I tested with just the cable included, and not USB-C to USB-C. I don’t have a working tester for that setup now anyway (nor does it seem to be the way Nitecore intended to be charged). Charging is at around 1.3A, which is respectable, and takes around 4 hours to fully charge. You’ll note at the start of the charge, the current is low, around 0.2A. I imagine this to be a soft start on a depleted cell. So Nitecore’s charge circuit seems to take into account how depleted a cell is.
Modes and Currents
|Mode||Mode Claimed Output (lm)||Claimed Runtime||Measured Lumens||Tailcap Amps|
The light exhibits PWM on the lower three modes, but I didn’t notice it during use.
For reference, here’s a baseline shot, with all the room lights off and almost nothing hitting the sensor. And here’s the worst PWM light I have ever owned. Also one of the very first lights I ordered directly from China!
User Interface and Operation
There are two switches on the TM9K. The Power button is the big proud mechanical switch. The mode button is a paddle (ish) switch that doesn’t rise over the edge of the tailcap at all.
Here’s a UI table!
|Off||Click Power Switch (PS)||On (last used mode)|
|Off||Half press PS||Momentary (last used mode)|
|On||Click Mode Switch (MS)||Mode advance (Ultralow>L>M>H)|
|Any||Hold MS||Turbo Ready Turbo|
|Any||Double click MS||Strobe|
|Strobe||Click MS||Previous Mode|
|Off||Click PS while holding MS||Lockout (with battery level indication)|
|Lockout||Triple click MS||Unlock|
LED and Beam
The TM9K has 9 Cree XP-L HD emitters, and is basically a mule. Each of those has a tiny reflector, but really, this is a mule. Up close, the beam shape can be seen, but past about 3 feet it just becomes entirely flood.
Not that it’s bad. Mules are great, and have good uses. I don’t think it’s stated anywhere, but these lean toward the CW temperature.
These beamshots are always with the following settings: f8, ISO100, 0.3s shutter, and manual 5000K exposure.
Tint vs BLF-348 (Killzone 219b version)
Test light is on the left.
I compare everything to the Killzone 219b BLF-348, because it’s inexpensive and has the best tint!
Random Comparisons and Competitive Options….

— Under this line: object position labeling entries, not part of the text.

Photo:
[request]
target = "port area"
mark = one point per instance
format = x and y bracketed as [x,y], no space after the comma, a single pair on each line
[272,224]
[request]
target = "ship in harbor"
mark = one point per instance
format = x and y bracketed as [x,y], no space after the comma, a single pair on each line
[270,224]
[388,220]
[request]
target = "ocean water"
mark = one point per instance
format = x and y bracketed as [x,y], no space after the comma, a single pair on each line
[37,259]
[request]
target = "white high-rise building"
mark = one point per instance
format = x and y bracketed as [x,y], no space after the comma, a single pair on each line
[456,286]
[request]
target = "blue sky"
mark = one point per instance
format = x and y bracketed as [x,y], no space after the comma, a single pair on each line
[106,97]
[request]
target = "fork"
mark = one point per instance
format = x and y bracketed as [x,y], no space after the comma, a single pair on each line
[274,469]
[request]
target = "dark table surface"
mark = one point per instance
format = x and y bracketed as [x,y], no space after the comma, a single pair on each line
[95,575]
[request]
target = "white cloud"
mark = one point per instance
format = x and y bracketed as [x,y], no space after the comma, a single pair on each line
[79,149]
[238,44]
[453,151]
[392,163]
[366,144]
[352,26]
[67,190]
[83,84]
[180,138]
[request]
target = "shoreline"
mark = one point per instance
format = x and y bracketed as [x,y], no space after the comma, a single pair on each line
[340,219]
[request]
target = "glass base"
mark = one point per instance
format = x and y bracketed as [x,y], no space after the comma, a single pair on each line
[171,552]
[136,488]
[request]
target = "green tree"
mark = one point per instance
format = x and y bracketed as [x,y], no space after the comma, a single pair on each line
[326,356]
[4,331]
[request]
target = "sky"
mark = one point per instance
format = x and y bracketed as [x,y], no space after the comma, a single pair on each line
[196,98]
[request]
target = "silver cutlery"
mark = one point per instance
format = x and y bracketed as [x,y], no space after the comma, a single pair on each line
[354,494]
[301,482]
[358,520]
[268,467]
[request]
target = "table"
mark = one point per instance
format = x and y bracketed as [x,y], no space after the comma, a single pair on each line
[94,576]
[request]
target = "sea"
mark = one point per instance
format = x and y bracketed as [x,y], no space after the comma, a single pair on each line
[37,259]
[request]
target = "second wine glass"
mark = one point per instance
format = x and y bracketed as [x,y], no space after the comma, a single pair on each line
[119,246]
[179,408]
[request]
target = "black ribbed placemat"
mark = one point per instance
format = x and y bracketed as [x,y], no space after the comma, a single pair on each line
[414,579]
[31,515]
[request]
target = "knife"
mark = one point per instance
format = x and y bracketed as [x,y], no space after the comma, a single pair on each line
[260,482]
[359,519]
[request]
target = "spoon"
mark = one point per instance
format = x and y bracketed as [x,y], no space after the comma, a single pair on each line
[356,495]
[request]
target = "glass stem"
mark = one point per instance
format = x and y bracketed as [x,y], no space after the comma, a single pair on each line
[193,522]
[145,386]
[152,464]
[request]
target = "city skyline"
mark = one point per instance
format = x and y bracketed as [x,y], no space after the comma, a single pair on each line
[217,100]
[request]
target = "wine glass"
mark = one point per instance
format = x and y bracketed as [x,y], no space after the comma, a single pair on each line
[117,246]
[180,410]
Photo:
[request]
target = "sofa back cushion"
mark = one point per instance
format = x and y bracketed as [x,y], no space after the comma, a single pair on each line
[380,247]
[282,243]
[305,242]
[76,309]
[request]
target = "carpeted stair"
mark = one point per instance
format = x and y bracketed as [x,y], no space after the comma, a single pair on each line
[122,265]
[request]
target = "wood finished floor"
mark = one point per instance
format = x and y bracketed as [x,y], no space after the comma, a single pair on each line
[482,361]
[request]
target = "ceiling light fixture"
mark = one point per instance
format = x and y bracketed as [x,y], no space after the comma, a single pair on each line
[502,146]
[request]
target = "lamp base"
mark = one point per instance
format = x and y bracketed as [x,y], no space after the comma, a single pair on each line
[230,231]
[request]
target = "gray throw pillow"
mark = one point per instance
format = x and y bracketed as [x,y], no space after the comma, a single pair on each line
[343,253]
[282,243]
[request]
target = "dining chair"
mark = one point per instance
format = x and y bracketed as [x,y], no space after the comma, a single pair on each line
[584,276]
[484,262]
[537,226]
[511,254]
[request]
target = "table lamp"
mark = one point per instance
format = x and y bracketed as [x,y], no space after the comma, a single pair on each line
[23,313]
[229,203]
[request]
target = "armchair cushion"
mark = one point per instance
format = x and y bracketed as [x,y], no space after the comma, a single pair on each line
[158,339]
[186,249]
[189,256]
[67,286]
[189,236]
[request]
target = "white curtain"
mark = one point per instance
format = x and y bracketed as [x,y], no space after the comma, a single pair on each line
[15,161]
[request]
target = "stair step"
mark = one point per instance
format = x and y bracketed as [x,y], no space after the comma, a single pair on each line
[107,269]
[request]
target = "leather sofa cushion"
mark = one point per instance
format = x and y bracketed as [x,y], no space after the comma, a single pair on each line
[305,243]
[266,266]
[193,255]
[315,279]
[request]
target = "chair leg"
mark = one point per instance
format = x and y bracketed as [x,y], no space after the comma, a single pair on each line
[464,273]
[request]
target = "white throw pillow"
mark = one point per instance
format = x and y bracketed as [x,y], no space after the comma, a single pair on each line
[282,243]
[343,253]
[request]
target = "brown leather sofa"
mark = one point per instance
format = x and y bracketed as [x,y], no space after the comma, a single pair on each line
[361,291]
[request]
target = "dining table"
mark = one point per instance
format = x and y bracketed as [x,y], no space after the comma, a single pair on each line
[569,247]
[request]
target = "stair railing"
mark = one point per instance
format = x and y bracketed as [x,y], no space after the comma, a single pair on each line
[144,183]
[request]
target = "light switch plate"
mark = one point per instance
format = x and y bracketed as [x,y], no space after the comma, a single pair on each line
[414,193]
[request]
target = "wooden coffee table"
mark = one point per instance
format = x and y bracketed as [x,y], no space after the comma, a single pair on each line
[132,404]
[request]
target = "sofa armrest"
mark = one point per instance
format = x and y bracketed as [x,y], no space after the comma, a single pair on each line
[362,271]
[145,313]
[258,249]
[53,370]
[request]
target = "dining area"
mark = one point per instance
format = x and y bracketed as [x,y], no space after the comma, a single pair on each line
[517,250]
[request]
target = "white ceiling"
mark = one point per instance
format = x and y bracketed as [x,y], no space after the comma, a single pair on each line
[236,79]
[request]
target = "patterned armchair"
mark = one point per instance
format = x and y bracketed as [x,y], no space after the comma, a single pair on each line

Here’s a link to a relevantly filtered page on parametrek.com. I use that site a lot!
What I like
- Solid little chunk of a light
- Incredible (brief) output
- Able to USB-C charge (properly)
- 1.3A charging from regular USB isn’t bad at all anyway
What I don’t like
- Integrated cell, and not user replaceable
- No good lanyard attachment point
- This light was provided by Nitecore for review. I was not paid to write this review.